Jamuan di Tengah Badai

May 6, 2021 - 15:47
Foto : Ilustrasi/int
1 dari 3 halaman

Oleh: Nevatuhella

Nurhevy berjalan menyusuri jalanan tak beraspal. Jalan menuju pasar yang buka hanya di pagi dan sore hari. Beberapa orang perempuan menyertainya di depan dan di belakang. Menjelang siang kios-kios ditutup, sore buka lagi. Sebagian pedagang hanya menutup dagangannya yang ada di los-los yang jumlahnya beberapa. Termasuk pasar tradisional, namun menyediakan lengkap kebutuhan umum. Pedagang menjual dagangannya, terutama ikan segar dengan harga melebihi pasar lainnya.

 Mendadak debu beterbangan makin tebal. Sebelum berangkat, anak Nurhevy,  Hussin, sudah mengingatkan agar ia tak pergi berbelanja, sebab  mendung sudah sangat memberat. Angin pun  mulai bertiup kencang.

“Nanti malam kita tak ada ikan dan sayur lagi untuk sahur.” Nurhevy beralasan menolak peringatan anaknya.

Bulan puasa masih di minggu kedua saat wabah virus korona sedang menjadi pandemi di seluruh dunia. Orang-orang berjalan kemana-mana dengan memakai masker. Tiga minggu yang lalu, Nurhevy masih berpergian dengan kereta api ke ibukota. Waktu itu semua penumpang yang sudah berkurang 75 persen lebih dari biasanya, menutup muka dengan masker. Tampak bagai zombi-zombi yang dibawa kereta api ajaib. Namun sejak seminggu lalu, kereta api jarak pendek dan jauh sudah dibekukan.
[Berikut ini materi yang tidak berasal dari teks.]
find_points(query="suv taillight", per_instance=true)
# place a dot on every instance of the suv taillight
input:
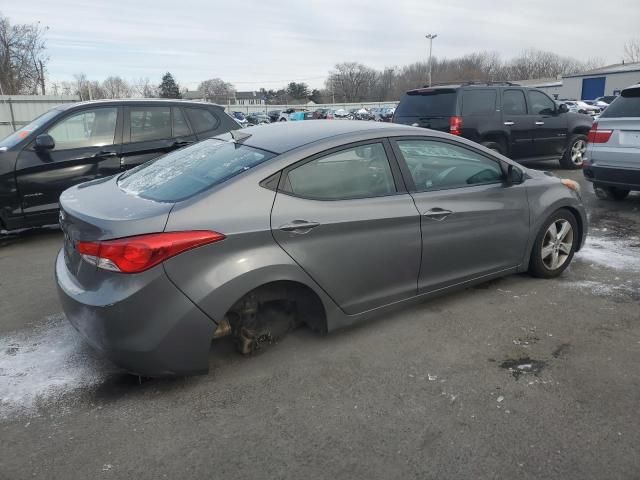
(455, 125)
(139, 253)
(598, 136)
Sekarang ia rasakan akibatnya, belum sampai sepuluh menit Nurhevy berjalan, angin tambah kencang berhembus. Sepertinya badai akan datang. Belum pernah terjadi selama ini di desa kecil pertanian ini. Sama seperti wabah korona yang juga belum pernah terjadi selama hampir 10 abad. Korona diperhitungkan akan memakan korban cukup banyak. Pemerintah sudah membuat peraturan agar warga tak keluar rumah. Bantuan sosial juga sudah diberikan kepada warga terdampak virus korona. Nurhevy tercatat salah seorang penerima. Janda dengan penghasilan tidak tetap, begitu sebut identitasnya di dalam kartu keluarga.

Para pengendera sepeda motor melaju. Pejalan kaki mempercepat langkahnya, sebagian berlari, sambil mengucapkan takbir atau tahmid. “Ya, Allah, ya Allah, Allahuakbar.”

 Nurhevy terpaksa berteduh di bawah pohon jati. Badai benar-benar datang. Berangsur-angsur makin ganas. Nurhevy masih sempat mengingat sekeping lirik lagu Adam Lambert, weather the hurricanes to get to that one thing. Beberapa saat kemudian teringat pula ia cerita Menjelang Badai Pasir karya Jamil Massa, sebelum angin kencang melepaskan pelukan tangannya pada pohon jati yang masih muda. Batangnya masih sepelukan Nurhevy yang kurus kerempeng. Kurang gizi dan terlalu banyak berpikir.

Sebulan yang lalu, ia bertengkar hebat dengan dokter. Ia kena demam dan sedikit batuk, tetapi dokter seolah-olah memaksa statusnya untuk pasien pandemi korona. Untuk kemudian di karantina di rumah sakit.

Saat ini, Hussin tak mungkin menyusulnya dalam badai yang sudah menggila. Cuaca  pekat seperti malam, padahal waktu salat asar baru saja berlalu. Masih ada orang yang terkurung dalam musholla yang baru selesai melaksanakan salat asar. Tek! Tiba-tiba bunyi kontak lampu serentak mematikan listrik. Azan yang digemakan dari musholla sayup-sayup saja terdengar. Badai menyusur atap rumah dan pepohonan. Seng dan ranting beterbangan melayang di hantam angin. Sebagian ada yang berputar-putar di angkasa.  

Di tengah badai yang menggila, Nurhevy terbawa terbang. Seseorang ia rasakan menggendongnya dan melepaskannya di sebuat tempat. Nurhevy merasa orang ataupun yang bukan orang ini, sebangsa jin atau malaikat entahpun, berniat baik ingin menyelamatkannya dari ganasnya badai. Belum tiba saat mati, batinnya. Lupa ia mengucap syukur karena perasaan tak menentu. Ingat pula ia keadaan yang sama ketika masih SMP dulu selalu kebolean belum makan sesiangan. Dalam kantuk dan lapar ia diterbangkan malaikat ke angkasa.